Reactions in the comments were mixed. “SPPS is doing a great job. Thanks for keeping students and staff safe — and thinking about their mental health too!” one person wrote. “This is not helpful for families. I wish the administration and school board could be honest about the purpose of this decision,” another said.
Experts say it’s likely these kinds of COVID-related staffing issues will continue throughout the winter.
“COVID cases are going to accelerate, and because of isolation requirements, it is going to be disruptive and cause staffing issues for all sorts of organizations,” infectious disease expert Dr. Amesh A. Adalja, a senior scholar at the Johns Hopkins Center for Health Security, told Yahoo Life.
Dr. Thomas Russo, professor and chief of infectious disease at the University at Buffalo in New York, agreed. “Schools are going to have continued issues at least between now and January,” he told Yahoo Life. “I expect we’re going to have a significant community burden of disease, independent of what happens with Omicron. With Delta, we still have our hands full.”
But clinical psychologist John Mayer, author of Family Fit: Find Your Balance in Life, told Yahoo Life that the extra time off will be good for students’ mental health. “More time off for students is only a positive boost to their mental health,” he said. “A day off for a student in any form, at any time is like winning the lottery for them — an extra holiday gift.”
Researchers in Texas find an effective way to decontaminate your mask at home
Researchers at Rice University and University of Texas Medical Branch (UTMB), Galveston, have discovered a secret for decontaminating disposable face masks: Put them in an oven heated to 160 degrees Fahrenheit for five minutes.

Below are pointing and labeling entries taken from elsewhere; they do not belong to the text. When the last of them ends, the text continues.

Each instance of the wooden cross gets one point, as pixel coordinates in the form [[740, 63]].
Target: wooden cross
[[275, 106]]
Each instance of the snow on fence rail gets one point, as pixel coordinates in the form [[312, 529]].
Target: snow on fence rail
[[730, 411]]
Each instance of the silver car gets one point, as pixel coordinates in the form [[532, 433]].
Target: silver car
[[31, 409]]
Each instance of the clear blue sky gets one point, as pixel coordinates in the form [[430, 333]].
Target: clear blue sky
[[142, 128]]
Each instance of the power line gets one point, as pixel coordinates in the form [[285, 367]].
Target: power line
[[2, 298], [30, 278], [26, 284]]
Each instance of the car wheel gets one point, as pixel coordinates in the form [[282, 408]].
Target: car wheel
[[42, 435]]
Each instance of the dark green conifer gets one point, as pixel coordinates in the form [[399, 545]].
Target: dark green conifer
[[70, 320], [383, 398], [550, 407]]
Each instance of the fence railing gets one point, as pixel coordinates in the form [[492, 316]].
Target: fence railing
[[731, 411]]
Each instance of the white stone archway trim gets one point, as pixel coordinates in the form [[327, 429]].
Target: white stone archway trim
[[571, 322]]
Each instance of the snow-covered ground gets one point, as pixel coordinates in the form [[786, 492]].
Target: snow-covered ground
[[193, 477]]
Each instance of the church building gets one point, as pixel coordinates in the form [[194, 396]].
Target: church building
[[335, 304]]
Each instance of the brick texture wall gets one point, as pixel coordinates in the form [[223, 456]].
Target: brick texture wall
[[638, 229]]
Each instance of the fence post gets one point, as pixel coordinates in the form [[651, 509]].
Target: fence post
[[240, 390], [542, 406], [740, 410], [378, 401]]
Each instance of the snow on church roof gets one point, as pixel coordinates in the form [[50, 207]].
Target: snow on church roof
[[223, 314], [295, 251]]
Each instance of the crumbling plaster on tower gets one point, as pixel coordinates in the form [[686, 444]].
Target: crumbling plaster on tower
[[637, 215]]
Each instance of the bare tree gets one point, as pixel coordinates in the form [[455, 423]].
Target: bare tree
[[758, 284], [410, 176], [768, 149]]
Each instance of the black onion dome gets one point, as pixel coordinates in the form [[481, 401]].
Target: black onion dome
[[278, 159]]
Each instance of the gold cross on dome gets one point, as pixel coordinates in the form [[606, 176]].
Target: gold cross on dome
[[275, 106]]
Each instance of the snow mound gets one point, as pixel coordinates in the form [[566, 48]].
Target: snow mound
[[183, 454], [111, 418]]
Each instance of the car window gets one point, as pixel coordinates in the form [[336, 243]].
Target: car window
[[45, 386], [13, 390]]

The research, which was published in the Journal of Hazardous Materials, found that this move killed more than 99.9 percent of SARS-CoV-2 and other viruses that could be lurking on face masks.
But infectious disease experts say this trick is somewhat unnecessary now. “This was really important about a year ago when masks were in relatively short supply,” Dr. William Schaffner, an infectious disease specialist and professor at the Vanderbilt University School of Medicine, tells Yahoo Life. “But I really think this may be misplaced at the present time. You can go to any pharmacy now and buy a package of disposable surgical masks. I’m not so sure we need this.”
Adalja agreed. “Masks are plentiful at this point, so I’m not sure that there’s much value to doing this,” he said. “There are protocols for reusing N95 masks … I don’t think that this is going to have a strong need in the current environment.”
Russo has concerns that sticking your mask in the oven could potentially compromise its integrity. Instead, he suggested a different hack that he uses for his own disposable masks: Have several masks that you rotate throughout the week. Once you’ve used a mask, put it in a sandwich baggie, leaving it open to let out moisture. “The half-life of the virus on something like a mask is only a day or two,” he explained. “Even if your mask is contaminated, if you let it sit for a few days, there will be no viable virus on the outside after a few days.”